Boris Schnaiderman traduz o outro lado das batalhas em "Guerra em Surdina"

LUCIANA ARAUJO
DA REDAÇÃO

Boris Schnaiderman, 87, nasceu na Ucrânia, em 1917, ano da Revolução Bolchevique. Em "Guerra em Surdina", relançado agora, 40 anos após sua primeira publicação, em 1964, o leitor é conduzido a outro marco, não só da vida do autor, mas também histórico: a participação da Força Expedicionária Brasileira (FEB) na campanha italiana durante a Segunda Guerra Mundial.
Tradutor do russo para o português de autores como Maiakóvski, Púchkin e Tchekhov, em "Guerra em Surdina", Schnaiderman é interprete de si mesmo e de mais de 20 mil homens, que como ele, foram convocados em 1944, pelo governo Vargas, para lutar ao lado dos Aliados.
A partir do que vivenciou como pracinha numa Itália destruída pela guerra, Schnaiderman constrói uma narrativa ficcional, lançando-se em outra frente de batalha: a de traduzir a experiência real em arte literária.
Em entrevista à Folha, Schnaiderman fala sobre as dificuldades que enfrentou para que se desse tal consubstanciação. No território do papel, o escritor diz ter dado muitas voltas até encontrar seu caminho, o "seu tom". Em suas mãos, a língua portuguesa já era arma bem manejada. Contudo, os tiros demoraram a acertar o alvo que almejava, e ainda almeja, o crítico rigoroso, que ele é. Leia a seguir trechos da entrevista.
 

Folha - Como o sr. decidiu transformar sua experiência como pracinha da FEB em literatura?
Boris Schnaiderman -
Eu precisava relatar a experiência. Se escrevesse uma autobiografia, centraria muito no meu caso, que é atípico, pois era um estrangeiro na FEB, mas eu queria contar a experiência coletiva. Aquilo de o indivíduo não ver a necessidade de lutar e mesmo assim se sair bem me surpreendeu. Para mim, isso só seria possível se eles acreditassem lutar por uma causa justa.

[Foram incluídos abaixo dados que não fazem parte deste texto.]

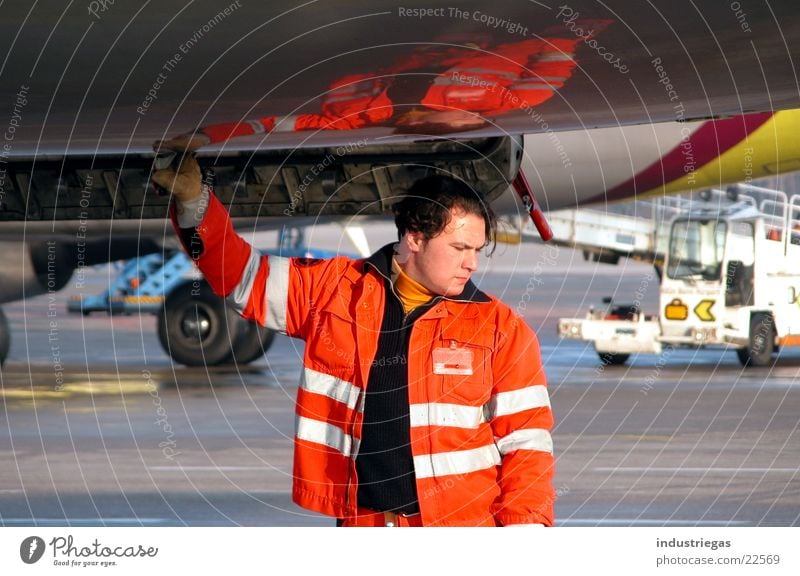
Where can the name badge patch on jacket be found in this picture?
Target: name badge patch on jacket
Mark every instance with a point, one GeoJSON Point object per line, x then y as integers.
{"type": "Point", "coordinates": [452, 360]}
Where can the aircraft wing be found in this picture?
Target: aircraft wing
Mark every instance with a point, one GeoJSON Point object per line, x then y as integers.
{"type": "Point", "coordinates": [351, 89]}
{"type": "Point", "coordinates": [104, 77]}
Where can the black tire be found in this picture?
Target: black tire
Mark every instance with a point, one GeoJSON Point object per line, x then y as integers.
{"type": "Point", "coordinates": [5, 337]}
{"type": "Point", "coordinates": [195, 327]}
{"type": "Point", "coordinates": [613, 358]}
{"type": "Point", "coordinates": [761, 346]}
{"type": "Point", "coordinates": [252, 344]}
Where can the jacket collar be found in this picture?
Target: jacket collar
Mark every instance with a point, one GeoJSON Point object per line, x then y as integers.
{"type": "Point", "coordinates": [381, 262]}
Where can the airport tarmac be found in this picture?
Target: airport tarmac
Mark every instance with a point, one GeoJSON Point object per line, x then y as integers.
{"type": "Point", "coordinates": [99, 428]}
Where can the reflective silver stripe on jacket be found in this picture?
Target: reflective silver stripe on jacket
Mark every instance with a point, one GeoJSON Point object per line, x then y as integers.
{"type": "Point", "coordinates": [458, 462]}
{"type": "Point", "coordinates": [526, 439]}
{"type": "Point", "coordinates": [258, 127]}
{"type": "Point", "coordinates": [454, 415]}
{"type": "Point", "coordinates": [240, 295]}
{"type": "Point", "coordinates": [506, 403]}
{"type": "Point", "coordinates": [323, 433]}
{"type": "Point", "coordinates": [330, 386]}
{"type": "Point", "coordinates": [532, 86]}
{"type": "Point", "coordinates": [277, 293]}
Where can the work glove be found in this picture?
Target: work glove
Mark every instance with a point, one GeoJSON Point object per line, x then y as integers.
{"type": "Point", "coordinates": [183, 182]}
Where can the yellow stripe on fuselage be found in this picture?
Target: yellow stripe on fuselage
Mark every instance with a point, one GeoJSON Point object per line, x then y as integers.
{"type": "Point", "coordinates": [771, 149]}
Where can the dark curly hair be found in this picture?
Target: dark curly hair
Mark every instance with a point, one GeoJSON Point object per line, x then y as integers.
{"type": "Point", "coordinates": [427, 205]}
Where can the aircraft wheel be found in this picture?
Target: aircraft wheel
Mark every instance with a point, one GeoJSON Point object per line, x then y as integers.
{"type": "Point", "coordinates": [613, 358]}
{"type": "Point", "coordinates": [195, 327]}
{"type": "Point", "coordinates": [251, 345]}
{"type": "Point", "coordinates": [759, 350]}
{"type": "Point", "coordinates": [5, 337]}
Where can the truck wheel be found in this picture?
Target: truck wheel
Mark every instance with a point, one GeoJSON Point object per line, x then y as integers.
{"type": "Point", "coordinates": [195, 327]}
{"type": "Point", "coordinates": [613, 358]}
{"type": "Point", "coordinates": [762, 342]}
{"type": "Point", "coordinates": [5, 337]}
{"type": "Point", "coordinates": [252, 344]}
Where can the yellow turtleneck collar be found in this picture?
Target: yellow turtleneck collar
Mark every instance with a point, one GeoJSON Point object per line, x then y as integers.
{"type": "Point", "coordinates": [411, 292]}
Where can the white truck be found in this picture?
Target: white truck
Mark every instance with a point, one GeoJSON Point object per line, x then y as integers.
{"type": "Point", "coordinates": [730, 277]}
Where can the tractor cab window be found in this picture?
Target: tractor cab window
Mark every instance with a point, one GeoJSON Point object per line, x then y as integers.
{"type": "Point", "coordinates": [696, 249]}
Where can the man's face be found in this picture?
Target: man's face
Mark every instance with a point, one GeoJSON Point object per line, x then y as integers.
{"type": "Point", "coordinates": [444, 263]}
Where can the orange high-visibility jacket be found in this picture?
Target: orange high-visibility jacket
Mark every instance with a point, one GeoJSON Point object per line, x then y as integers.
{"type": "Point", "coordinates": [480, 441]}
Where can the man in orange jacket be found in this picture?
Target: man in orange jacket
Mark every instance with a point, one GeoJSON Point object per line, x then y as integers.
{"type": "Point", "coordinates": [438, 89]}
{"type": "Point", "coordinates": [423, 400]}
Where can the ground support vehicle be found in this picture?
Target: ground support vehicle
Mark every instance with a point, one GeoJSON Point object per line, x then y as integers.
{"type": "Point", "coordinates": [195, 327]}
{"type": "Point", "coordinates": [729, 278]}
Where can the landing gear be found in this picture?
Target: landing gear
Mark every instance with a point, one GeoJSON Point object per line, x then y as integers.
{"type": "Point", "coordinates": [5, 337]}
{"type": "Point", "coordinates": [196, 329]}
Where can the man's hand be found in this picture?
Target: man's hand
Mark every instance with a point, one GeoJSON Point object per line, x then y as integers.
{"type": "Point", "coordinates": [185, 184]}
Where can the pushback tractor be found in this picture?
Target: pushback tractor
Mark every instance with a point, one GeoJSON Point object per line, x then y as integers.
{"type": "Point", "coordinates": [729, 277]}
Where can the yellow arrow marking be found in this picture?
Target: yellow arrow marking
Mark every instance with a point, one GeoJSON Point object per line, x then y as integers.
{"type": "Point", "coordinates": [703, 310]}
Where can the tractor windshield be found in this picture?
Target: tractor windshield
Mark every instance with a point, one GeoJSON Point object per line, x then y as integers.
{"type": "Point", "coordinates": [696, 249]}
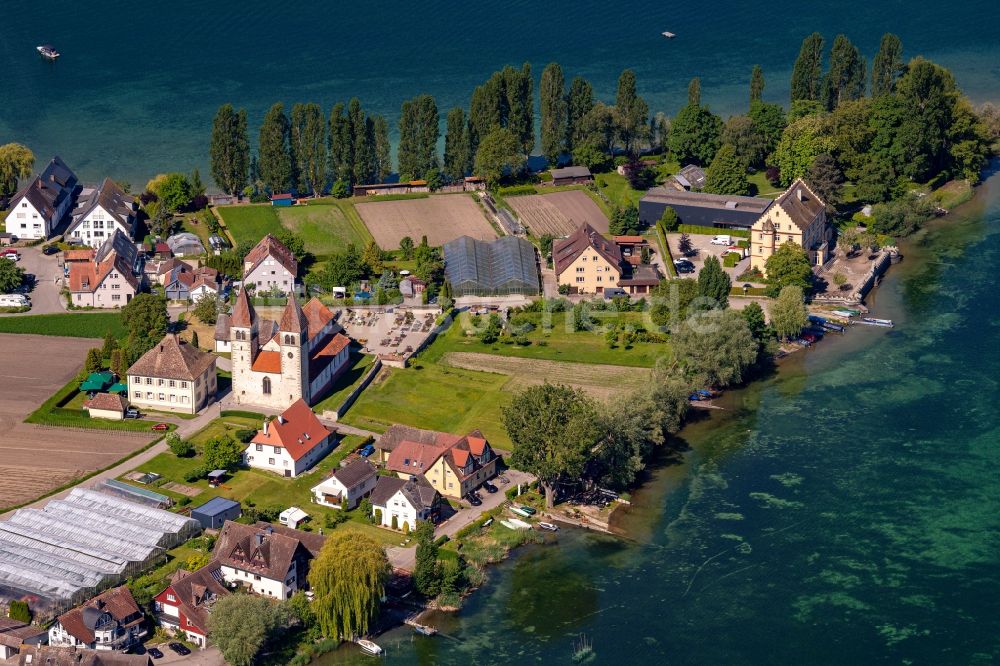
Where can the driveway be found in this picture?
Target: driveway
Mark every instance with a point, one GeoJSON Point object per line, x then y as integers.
{"type": "Point", "coordinates": [44, 297]}
{"type": "Point", "coordinates": [470, 514]}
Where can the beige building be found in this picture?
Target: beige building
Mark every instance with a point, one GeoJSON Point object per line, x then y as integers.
{"type": "Point", "coordinates": [586, 261]}
{"type": "Point", "coordinates": [797, 216]}
{"type": "Point", "coordinates": [173, 376]}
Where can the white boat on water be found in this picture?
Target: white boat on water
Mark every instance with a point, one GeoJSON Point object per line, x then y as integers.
{"type": "Point", "coordinates": [47, 51]}
{"type": "Point", "coordinates": [515, 524]}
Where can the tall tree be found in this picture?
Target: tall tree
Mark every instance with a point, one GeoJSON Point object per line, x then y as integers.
{"type": "Point", "coordinates": [631, 113]}
{"type": "Point", "coordinates": [456, 144]}
{"type": "Point", "coordinates": [275, 160]}
{"type": "Point", "coordinates": [694, 92]}
{"type": "Point", "coordinates": [308, 139]}
{"type": "Point", "coordinates": [340, 145]}
{"type": "Point", "coordinates": [847, 75]}
{"type": "Point", "coordinates": [348, 578]}
{"type": "Point", "coordinates": [229, 152]}
{"type": "Point", "coordinates": [808, 69]}
{"type": "Point", "coordinates": [383, 155]}
{"type": "Point", "coordinates": [888, 65]}
{"type": "Point", "coordinates": [714, 284]}
{"type": "Point", "coordinates": [727, 174]}
{"type": "Point", "coordinates": [552, 94]}
{"type": "Point", "coordinates": [552, 428]}
{"type": "Point", "coordinates": [499, 152]}
{"type": "Point", "coordinates": [756, 84]}
{"type": "Point", "coordinates": [579, 102]}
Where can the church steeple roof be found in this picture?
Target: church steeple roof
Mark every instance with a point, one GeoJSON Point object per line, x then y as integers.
{"type": "Point", "coordinates": [243, 313]}
{"type": "Point", "coordinates": [293, 320]}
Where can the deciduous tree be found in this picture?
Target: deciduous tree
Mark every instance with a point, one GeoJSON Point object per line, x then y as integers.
{"type": "Point", "coordinates": [348, 579]}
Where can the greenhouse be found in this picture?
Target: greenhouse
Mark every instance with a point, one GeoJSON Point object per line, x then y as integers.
{"type": "Point", "coordinates": [75, 547]}
{"type": "Point", "coordinates": [491, 268]}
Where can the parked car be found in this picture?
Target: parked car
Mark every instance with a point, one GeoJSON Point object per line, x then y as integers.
{"type": "Point", "coordinates": [683, 266]}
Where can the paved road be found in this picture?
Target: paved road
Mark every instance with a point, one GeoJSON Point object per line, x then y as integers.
{"type": "Point", "coordinates": [45, 297]}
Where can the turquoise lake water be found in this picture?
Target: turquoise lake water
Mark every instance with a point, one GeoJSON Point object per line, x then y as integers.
{"type": "Point", "coordinates": [845, 511]}
{"type": "Point", "coordinates": [138, 83]}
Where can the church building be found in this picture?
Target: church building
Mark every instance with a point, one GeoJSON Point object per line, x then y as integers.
{"type": "Point", "coordinates": [277, 363]}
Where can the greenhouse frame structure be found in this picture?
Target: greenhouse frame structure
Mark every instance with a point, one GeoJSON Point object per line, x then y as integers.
{"type": "Point", "coordinates": [500, 267]}
{"type": "Point", "coordinates": [75, 547]}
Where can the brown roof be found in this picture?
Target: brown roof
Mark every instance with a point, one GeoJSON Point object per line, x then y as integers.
{"type": "Point", "coordinates": [80, 622]}
{"type": "Point", "coordinates": [293, 320]}
{"type": "Point", "coordinates": [801, 204]}
{"type": "Point", "coordinates": [566, 250]}
{"type": "Point", "coordinates": [243, 312]}
{"type": "Point", "coordinates": [354, 474]}
{"type": "Point", "coordinates": [173, 359]}
{"type": "Point", "coordinates": [53, 656]}
{"type": "Point", "coordinates": [195, 592]}
{"type": "Point", "coordinates": [111, 402]}
{"type": "Point", "coordinates": [317, 316]}
{"type": "Point", "coordinates": [297, 429]}
{"type": "Point", "coordinates": [269, 246]}
{"type": "Point", "coordinates": [264, 548]}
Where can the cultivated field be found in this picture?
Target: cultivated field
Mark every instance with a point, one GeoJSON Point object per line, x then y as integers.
{"type": "Point", "coordinates": [559, 213]}
{"type": "Point", "coordinates": [35, 459]}
{"type": "Point", "coordinates": [600, 381]}
{"type": "Point", "coordinates": [441, 218]}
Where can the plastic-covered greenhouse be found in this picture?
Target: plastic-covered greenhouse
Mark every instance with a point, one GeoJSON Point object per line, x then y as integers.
{"type": "Point", "coordinates": [491, 268]}
{"type": "Point", "coordinates": [73, 548]}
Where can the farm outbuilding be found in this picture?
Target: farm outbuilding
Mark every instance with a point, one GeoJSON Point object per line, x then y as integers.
{"type": "Point", "coordinates": [214, 513]}
{"type": "Point", "coordinates": [491, 268]}
{"type": "Point", "coordinates": [64, 553]}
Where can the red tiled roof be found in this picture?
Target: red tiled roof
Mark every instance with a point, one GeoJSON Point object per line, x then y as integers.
{"type": "Point", "coordinates": [297, 430]}
{"type": "Point", "coordinates": [267, 362]}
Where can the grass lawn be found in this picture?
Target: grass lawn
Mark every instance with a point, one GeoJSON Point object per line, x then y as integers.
{"type": "Point", "coordinates": [434, 396]}
{"type": "Point", "coordinates": [562, 344]}
{"type": "Point", "coordinates": [70, 324]}
{"type": "Point", "coordinates": [346, 382]}
{"type": "Point", "coordinates": [250, 222]}
{"type": "Point", "coordinates": [616, 188]}
{"type": "Point", "coordinates": [326, 226]}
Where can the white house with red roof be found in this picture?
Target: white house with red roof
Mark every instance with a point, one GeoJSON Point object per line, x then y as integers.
{"type": "Point", "coordinates": [291, 443]}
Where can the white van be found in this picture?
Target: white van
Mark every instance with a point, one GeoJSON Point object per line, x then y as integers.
{"type": "Point", "coordinates": [13, 300]}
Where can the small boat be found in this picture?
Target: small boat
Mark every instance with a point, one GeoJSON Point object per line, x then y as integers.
{"type": "Point", "coordinates": [425, 630]}
{"type": "Point", "coordinates": [872, 321]}
{"type": "Point", "coordinates": [47, 51]}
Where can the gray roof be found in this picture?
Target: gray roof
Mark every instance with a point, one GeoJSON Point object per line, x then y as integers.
{"type": "Point", "coordinates": [503, 266]}
{"type": "Point", "coordinates": [571, 172]}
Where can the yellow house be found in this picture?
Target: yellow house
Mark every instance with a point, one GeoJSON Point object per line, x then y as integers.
{"type": "Point", "coordinates": [453, 467]}
{"type": "Point", "coordinates": [587, 261]}
{"type": "Point", "coordinates": [799, 216]}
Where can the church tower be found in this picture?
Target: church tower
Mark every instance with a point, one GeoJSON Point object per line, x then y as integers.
{"type": "Point", "coordinates": [245, 343]}
{"type": "Point", "coordinates": [292, 337]}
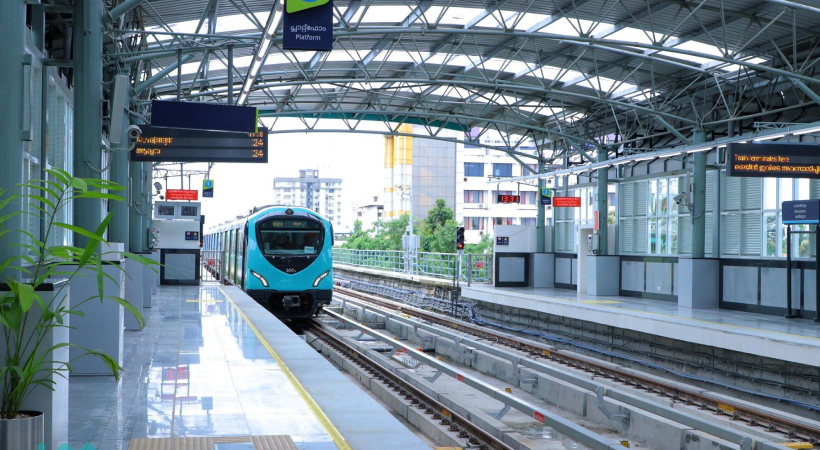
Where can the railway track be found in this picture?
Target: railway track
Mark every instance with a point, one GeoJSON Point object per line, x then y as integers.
{"type": "Point", "coordinates": [739, 412]}
{"type": "Point", "coordinates": [475, 435]}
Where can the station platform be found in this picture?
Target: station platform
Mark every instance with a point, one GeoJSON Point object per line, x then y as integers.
{"type": "Point", "coordinates": [793, 340]}
{"type": "Point", "coordinates": [213, 370]}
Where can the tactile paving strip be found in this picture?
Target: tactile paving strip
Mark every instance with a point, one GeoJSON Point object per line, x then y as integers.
{"type": "Point", "coordinates": [207, 443]}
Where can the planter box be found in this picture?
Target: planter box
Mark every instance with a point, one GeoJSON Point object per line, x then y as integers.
{"type": "Point", "coordinates": [53, 404]}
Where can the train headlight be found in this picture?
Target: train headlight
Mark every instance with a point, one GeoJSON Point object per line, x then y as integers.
{"type": "Point", "coordinates": [320, 278]}
{"type": "Point", "coordinates": [260, 278]}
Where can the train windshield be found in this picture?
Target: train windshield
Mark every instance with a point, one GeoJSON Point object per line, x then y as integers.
{"type": "Point", "coordinates": [290, 236]}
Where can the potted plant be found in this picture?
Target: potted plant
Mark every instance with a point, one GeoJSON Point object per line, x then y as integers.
{"type": "Point", "coordinates": [26, 318]}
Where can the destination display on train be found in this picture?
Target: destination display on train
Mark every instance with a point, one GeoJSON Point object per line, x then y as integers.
{"type": "Point", "coordinates": [773, 160]}
{"type": "Point", "coordinates": [187, 145]}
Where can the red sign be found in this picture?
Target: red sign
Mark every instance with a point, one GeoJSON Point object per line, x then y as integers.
{"type": "Point", "coordinates": [566, 202]}
{"type": "Point", "coordinates": [181, 194]}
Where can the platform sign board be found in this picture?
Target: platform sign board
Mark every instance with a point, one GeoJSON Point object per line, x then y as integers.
{"type": "Point", "coordinates": [546, 196]}
{"type": "Point", "coordinates": [566, 202]}
{"type": "Point", "coordinates": [185, 145]}
{"type": "Point", "coordinates": [785, 160]}
{"type": "Point", "coordinates": [801, 211]}
{"type": "Point", "coordinates": [181, 194]}
{"type": "Point", "coordinates": [207, 188]}
{"type": "Point", "coordinates": [204, 116]}
{"type": "Point", "coordinates": [308, 25]}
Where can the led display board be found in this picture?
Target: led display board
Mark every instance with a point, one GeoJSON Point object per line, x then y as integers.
{"type": "Point", "coordinates": [783, 160]}
{"type": "Point", "coordinates": [566, 202]}
{"type": "Point", "coordinates": [509, 198]}
{"type": "Point", "coordinates": [186, 145]}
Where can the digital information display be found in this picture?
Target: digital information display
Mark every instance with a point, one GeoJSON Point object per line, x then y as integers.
{"type": "Point", "coordinates": [186, 145]}
{"type": "Point", "coordinates": [801, 211]}
{"type": "Point", "coordinates": [773, 160]}
{"type": "Point", "coordinates": [509, 198]}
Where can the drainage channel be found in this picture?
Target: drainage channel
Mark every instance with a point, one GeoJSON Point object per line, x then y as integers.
{"type": "Point", "coordinates": [728, 421]}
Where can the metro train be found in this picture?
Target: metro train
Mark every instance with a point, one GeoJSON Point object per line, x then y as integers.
{"type": "Point", "coordinates": [281, 256]}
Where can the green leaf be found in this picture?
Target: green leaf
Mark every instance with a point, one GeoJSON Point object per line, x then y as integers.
{"type": "Point", "coordinates": [25, 293]}
{"type": "Point", "coordinates": [131, 309]}
{"type": "Point", "coordinates": [89, 248]}
{"type": "Point", "coordinates": [82, 232]}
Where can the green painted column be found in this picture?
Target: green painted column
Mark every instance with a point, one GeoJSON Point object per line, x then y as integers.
{"type": "Point", "coordinates": [120, 174]}
{"type": "Point", "coordinates": [88, 108]}
{"type": "Point", "coordinates": [601, 196]}
{"type": "Point", "coordinates": [542, 212]}
{"type": "Point", "coordinates": [699, 197]}
{"type": "Point", "coordinates": [12, 50]}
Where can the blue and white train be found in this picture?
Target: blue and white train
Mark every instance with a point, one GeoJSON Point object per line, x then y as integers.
{"type": "Point", "coordinates": [280, 256]}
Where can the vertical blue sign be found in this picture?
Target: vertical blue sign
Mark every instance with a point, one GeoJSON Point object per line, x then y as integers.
{"type": "Point", "coordinates": [308, 25]}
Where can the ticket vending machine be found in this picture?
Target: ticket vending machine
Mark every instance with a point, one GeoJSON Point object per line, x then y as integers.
{"type": "Point", "coordinates": [177, 233]}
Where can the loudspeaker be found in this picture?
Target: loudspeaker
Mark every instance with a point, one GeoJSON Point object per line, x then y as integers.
{"type": "Point", "coordinates": [121, 83]}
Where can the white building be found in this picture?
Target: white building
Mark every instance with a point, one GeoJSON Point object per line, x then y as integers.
{"type": "Point", "coordinates": [477, 204]}
{"type": "Point", "coordinates": [323, 195]}
{"type": "Point", "coordinates": [368, 212]}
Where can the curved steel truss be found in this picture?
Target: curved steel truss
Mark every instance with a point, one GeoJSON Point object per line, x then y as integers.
{"type": "Point", "coordinates": [573, 76]}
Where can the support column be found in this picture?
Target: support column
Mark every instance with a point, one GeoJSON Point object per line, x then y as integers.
{"type": "Point", "coordinates": [88, 108]}
{"type": "Point", "coordinates": [601, 196]}
{"type": "Point", "coordinates": [13, 24]}
{"type": "Point", "coordinates": [119, 174]}
{"type": "Point", "coordinates": [699, 277]}
{"type": "Point", "coordinates": [699, 197]}
{"type": "Point", "coordinates": [541, 217]}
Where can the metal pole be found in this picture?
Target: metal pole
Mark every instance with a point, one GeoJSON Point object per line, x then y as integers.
{"type": "Point", "coordinates": [789, 314]}
{"type": "Point", "coordinates": [816, 271]}
{"type": "Point", "coordinates": [12, 79]}
{"type": "Point", "coordinates": [540, 238]}
{"type": "Point", "coordinates": [179, 75]}
{"type": "Point", "coordinates": [601, 203]}
{"type": "Point", "coordinates": [88, 56]}
{"type": "Point", "coordinates": [230, 74]}
{"type": "Point", "coordinates": [699, 198]}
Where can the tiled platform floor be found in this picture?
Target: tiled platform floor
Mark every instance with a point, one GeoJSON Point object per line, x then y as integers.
{"type": "Point", "coordinates": [195, 370]}
{"type": "Point", "coordinates": [796, 340]}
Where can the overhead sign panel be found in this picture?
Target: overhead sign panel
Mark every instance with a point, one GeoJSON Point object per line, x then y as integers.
{"type": "Point", "coordinates": [181, 194]}
{"type": "Point", "coordinates": [183, 145]}
{"type": "Point", "coordinates": [773, 160]}
{"type": "Point", "coordinates": [801, 211]}
{"type": "Point", "coordinates": [308, 25]}
{"type": "Point", "coordinates": [204, 116]}
{"type": "Point", "coordinates": [566, 202]}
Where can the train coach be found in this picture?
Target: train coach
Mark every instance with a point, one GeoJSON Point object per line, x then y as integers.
{"type": "Point", "coordinates": [280, 256]}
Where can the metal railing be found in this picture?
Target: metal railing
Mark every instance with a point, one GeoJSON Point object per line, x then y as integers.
{"type": "Point", "coordinates": [475, 268]}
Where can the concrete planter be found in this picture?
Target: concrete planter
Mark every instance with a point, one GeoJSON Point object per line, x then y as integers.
{"type": "Point", "coordinates": [22, 434]}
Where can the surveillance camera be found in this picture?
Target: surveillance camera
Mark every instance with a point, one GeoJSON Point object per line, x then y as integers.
{"type": "Point", "coordinates": [134, 132]}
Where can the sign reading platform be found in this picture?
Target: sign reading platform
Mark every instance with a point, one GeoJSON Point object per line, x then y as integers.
{"type": "Point", "coordinates": [308, 25]}
{"type": "Point", "coordinates": [207, 188]}
{"type": "Point", "coordinates": [801, 211]}
{"type": "Point", "coordinates": [204, 116]}
{"type": "Point", "coordinates": [184, 145]}
{"type": "Point", "coordinates": [181, 194]}
{"type": "Point", "coordinates": [773, 160]}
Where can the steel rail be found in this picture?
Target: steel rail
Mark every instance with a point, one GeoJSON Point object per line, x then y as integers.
{"type": "Point", "coordinates": [418, 397]}
{"type": "Point", "coordinates": [738, 411]}
{"type": "Point", "coordinates": [560, 424]}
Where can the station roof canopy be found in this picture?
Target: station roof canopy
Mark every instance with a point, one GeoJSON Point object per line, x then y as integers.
{"type": "Point", "coordinates": [573, 76]}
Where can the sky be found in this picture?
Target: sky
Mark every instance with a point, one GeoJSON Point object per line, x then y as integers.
{"type": "Point", "coordinates": [358, 159]}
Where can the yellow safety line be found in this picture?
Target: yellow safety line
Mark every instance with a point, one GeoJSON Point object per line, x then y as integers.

Folha - Essa é a visão do narrador-personagem, o estudante de medicina João Afonso, não?
Schnaiderman -
Sim, a visão é minha mesmo, mas nem tudo o que acontece com João Afonso aconteceu comigo.

Folha - Com relação aos fatos, quais são as fronteiras entre testemunho e a criação ficcional em "Guerra em Surdina"?
Schnaiderman -
O livro é uma ficção baseada no que aconteceu comigo ou com companheiros da FEB, ou no que poderia ter acontecido. São verídicos, por exemplo, os episódios em que servi de intérprete [narrados no capítulo "Naufrágio"], quando fui chamado para interrogar um homem suspeito de ser espião alemão e um russo. Aliás, usei a primeira pessoa nestes casos, mas isso não é regra. Muito do que é narrado em primeira pessoa eu não vivi.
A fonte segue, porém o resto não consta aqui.